Julien

E) wie ERE 2000

Nach den wenigen Monaten auf Radio 104, wechselte ich dann -immer noch 1987- zu dem Piratensender aus Esch/Alzette. Radio Stereo Ere 2000, nannte sich jener Sender.

Ich muß zugeben, ich ging dahin mit sehr gemischten Gefühlen. Nachdem, was mir meine früheren Kollegen erzählt hatten, lief es dort nämlich ganz anders ab. Alles hatte seine Ordnung und Spielereien wie auf Radio 104 gab es dort nicht. Klar, daß ich etwas nervös war. Zwar hatte ich den Vorteil, ein bißchen Erfahrung zu haben, aber würde das reichen? Wie genau das erste Telefonat ablief, weiß ich jetzt nicht mehr. Auf jedenfall aber, hatte ich dann einen Termin, mit dem Programmleiter Jos. Natürlich hatte man mich schon „vorgewarnt“, daß „ERE 2000“ kein „104“ sei und man sich schon anstrengen müßte. Den Termin hatten wir im Lokal, direkt über dem Sendestudio ausgemacht. Und meine Ängste waren an sich sehr schnell verflogen. Das Gespräch verlief sehr locker -und wie man heute weiß auch positiv- Der Weg ins Studio selbst verlief sehr abenteuerlich. So mußten wir anfangs, durch die Hintertür vom Restaurant rein, dann runter in den Keller und irgendwo im Keller war es. Das winzige Zimmer, das sich Studio nannte. Rückblickend betrachte ich meine „ERE 2000“ Zeit als meine schönste Zeit überhaupt. Sicher und Zuhause fühlte ich mich sehr schnell. Zwar gab es in der Tat wesentlich mehr Ordnung, dennoch hatten wir als Moderatoren viel Spielraum. So konnte ich auch nach und nach verschiedene Formate ausprobieren und somit auch an mir selbst arbeiten. Über die Jahre hinweg war ich in vielerlei Sendungen zu hören, oder manchmal nur zu Besuch, in Person des Technikers. Als wir Piraten dann schließlich unsere Fahrten über die UKW-Wellen einstellen mußten, kam die eigentlich schlimmste Sendung in meinem Leben. Die allerletzte! Weil: Da wußte noch keiner so 100% ob, wie und wann es mal weitergeht. Vielleicht ahnten die Vorstandsmitglieder, wie es weiter gehen könnte. Bei mir waren es nur Hoffnungen und Wünsche. Einer der Vorstandsmitglieder -ich glaube es war John W. - sagte mir dann noch, daß es weiter gehen würde, aber auch, daß man nicht jeden „Piraten2 mit übernehmen werde, in dem offiziellen legalen Sender.

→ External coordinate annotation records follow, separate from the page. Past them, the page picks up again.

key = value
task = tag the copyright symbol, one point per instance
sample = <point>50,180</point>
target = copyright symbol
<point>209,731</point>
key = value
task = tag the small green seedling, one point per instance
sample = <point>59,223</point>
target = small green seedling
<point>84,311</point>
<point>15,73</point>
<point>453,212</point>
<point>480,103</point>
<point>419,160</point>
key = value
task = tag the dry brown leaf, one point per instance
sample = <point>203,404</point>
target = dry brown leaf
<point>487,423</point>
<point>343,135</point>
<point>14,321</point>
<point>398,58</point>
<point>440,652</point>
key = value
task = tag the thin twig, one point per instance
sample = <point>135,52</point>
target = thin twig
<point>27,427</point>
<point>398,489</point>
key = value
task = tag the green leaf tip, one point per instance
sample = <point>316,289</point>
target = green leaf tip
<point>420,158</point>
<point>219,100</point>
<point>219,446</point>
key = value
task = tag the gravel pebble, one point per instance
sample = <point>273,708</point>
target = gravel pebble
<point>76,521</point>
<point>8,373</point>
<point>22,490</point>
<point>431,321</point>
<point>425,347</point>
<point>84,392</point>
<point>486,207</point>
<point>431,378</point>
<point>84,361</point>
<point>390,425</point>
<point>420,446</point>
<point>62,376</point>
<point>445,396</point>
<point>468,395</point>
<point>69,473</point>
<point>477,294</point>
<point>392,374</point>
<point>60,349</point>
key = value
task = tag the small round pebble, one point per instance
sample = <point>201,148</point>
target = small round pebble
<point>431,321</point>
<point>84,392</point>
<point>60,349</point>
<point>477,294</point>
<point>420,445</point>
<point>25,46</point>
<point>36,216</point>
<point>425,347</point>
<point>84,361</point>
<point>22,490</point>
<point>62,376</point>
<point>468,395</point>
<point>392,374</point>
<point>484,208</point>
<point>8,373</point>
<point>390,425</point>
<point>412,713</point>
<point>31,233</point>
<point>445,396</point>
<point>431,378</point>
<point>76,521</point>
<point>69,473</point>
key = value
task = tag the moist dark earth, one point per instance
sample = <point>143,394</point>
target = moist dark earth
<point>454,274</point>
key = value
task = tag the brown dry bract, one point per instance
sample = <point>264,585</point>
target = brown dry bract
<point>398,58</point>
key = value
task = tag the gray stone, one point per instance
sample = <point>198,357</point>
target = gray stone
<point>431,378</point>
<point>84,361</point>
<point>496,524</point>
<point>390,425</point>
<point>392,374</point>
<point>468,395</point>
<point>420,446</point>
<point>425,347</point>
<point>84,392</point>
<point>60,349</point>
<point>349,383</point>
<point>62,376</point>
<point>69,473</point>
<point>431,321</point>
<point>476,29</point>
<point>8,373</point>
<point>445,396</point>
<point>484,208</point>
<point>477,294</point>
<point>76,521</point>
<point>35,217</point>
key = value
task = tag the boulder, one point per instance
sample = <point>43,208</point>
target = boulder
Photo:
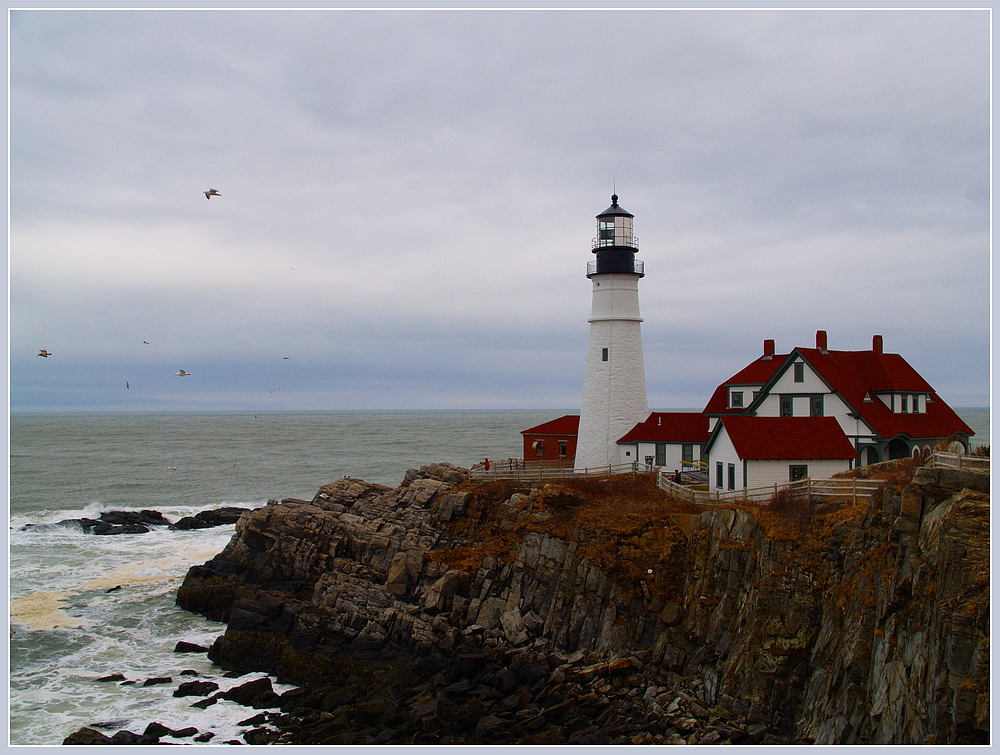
<point>189,647</point>
<point>87,736</point>
<point>256,694</point>
<point>197,688</point>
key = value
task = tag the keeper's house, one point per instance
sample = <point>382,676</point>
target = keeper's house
<point>552,441</point>
<point>673,440</point>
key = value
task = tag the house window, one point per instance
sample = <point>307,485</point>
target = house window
<point>786,406</point>
<point>815,406</point>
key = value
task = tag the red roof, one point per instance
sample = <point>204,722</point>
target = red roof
<point>757,372</point>
<point>566,425</point>
<point>856,375</point>
<point>764,438</point>
<point>670,427</point>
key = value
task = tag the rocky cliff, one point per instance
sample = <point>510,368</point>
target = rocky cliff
<point>445,612</point>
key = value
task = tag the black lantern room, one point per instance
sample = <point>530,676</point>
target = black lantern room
<point>615,245</point>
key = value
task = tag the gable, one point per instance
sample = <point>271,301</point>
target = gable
<point>757,373</point>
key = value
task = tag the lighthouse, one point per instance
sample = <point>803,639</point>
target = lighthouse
<point>614,383</point>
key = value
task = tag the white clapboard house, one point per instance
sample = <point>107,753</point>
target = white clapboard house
<point>815,412</point>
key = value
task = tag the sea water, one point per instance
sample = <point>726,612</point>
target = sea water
<point>69,630</point>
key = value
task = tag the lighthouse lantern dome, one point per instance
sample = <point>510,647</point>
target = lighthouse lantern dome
<point>615,244</point>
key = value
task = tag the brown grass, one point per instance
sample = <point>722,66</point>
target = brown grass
<point>622,525</point>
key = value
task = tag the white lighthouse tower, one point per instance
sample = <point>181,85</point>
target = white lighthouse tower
<point>614,384</point>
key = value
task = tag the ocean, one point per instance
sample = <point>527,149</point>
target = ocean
<point>68,630</point>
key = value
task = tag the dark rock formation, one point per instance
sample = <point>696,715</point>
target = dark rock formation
<point>440,612</point>
<point>189,647</point>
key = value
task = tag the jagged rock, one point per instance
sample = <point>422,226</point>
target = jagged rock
<point>753,634</point>
<point>256,694</point>
<point>199,688</point>
<point>87,736</point>
<point>189,647</point>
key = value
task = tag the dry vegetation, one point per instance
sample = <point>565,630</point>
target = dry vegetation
<point>625,525</point>
<point>628,526</point>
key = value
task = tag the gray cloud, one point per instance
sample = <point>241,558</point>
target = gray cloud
<point>408,199</point>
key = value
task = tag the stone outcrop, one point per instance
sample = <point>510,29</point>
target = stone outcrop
<point>139,522</point>
<point>443,612</point>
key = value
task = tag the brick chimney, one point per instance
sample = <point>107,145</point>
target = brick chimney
<point>821,340</point>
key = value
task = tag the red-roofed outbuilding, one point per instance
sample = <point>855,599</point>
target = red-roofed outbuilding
<point>552,441</point>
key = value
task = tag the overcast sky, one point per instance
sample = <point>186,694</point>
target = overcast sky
<point>408,199</point>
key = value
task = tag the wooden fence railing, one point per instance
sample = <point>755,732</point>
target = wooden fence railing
<point>527,471</point>
<point>853,490</point>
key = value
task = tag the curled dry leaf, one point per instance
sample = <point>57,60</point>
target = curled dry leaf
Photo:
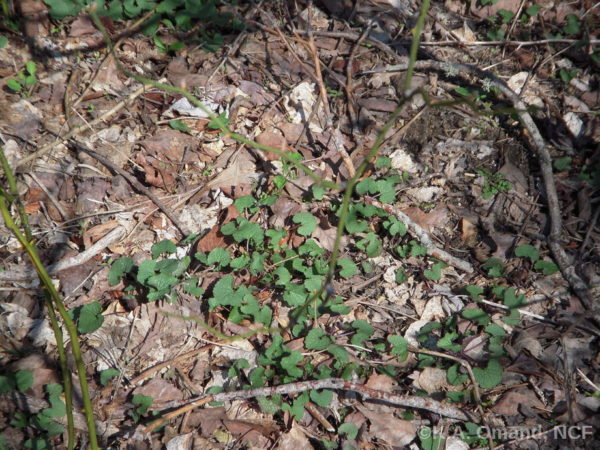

Oh Oh, da war sie wieder, diese Angst. Warum sagte er MIR das? War ich einer, der Piraten, die zu „Piratig“ gewesen sind? Auch, wenn meine Schüchternheit und Selbstzweifel abgenommen hatten, so waren sie jetzt wieder da. Die Zeit, ohne senden zu dürfen, zog sich gefühlt, ewig hin. Zwar traf man sich zu anderen Gelegenheiten, aber das war nicht dasselbe. Und irgendwann hieß es, wir würden wieder los legen. Nichts mehr mit Piratendasein. Nein, jetzt völlig legal, mit allen Rechten und Pflichten. Aha,…oops. Und good old Julien durfte weiter dabei sein. Die Augenklappe abgelegt, ging es zum ersten male ganz legal auf Sendung.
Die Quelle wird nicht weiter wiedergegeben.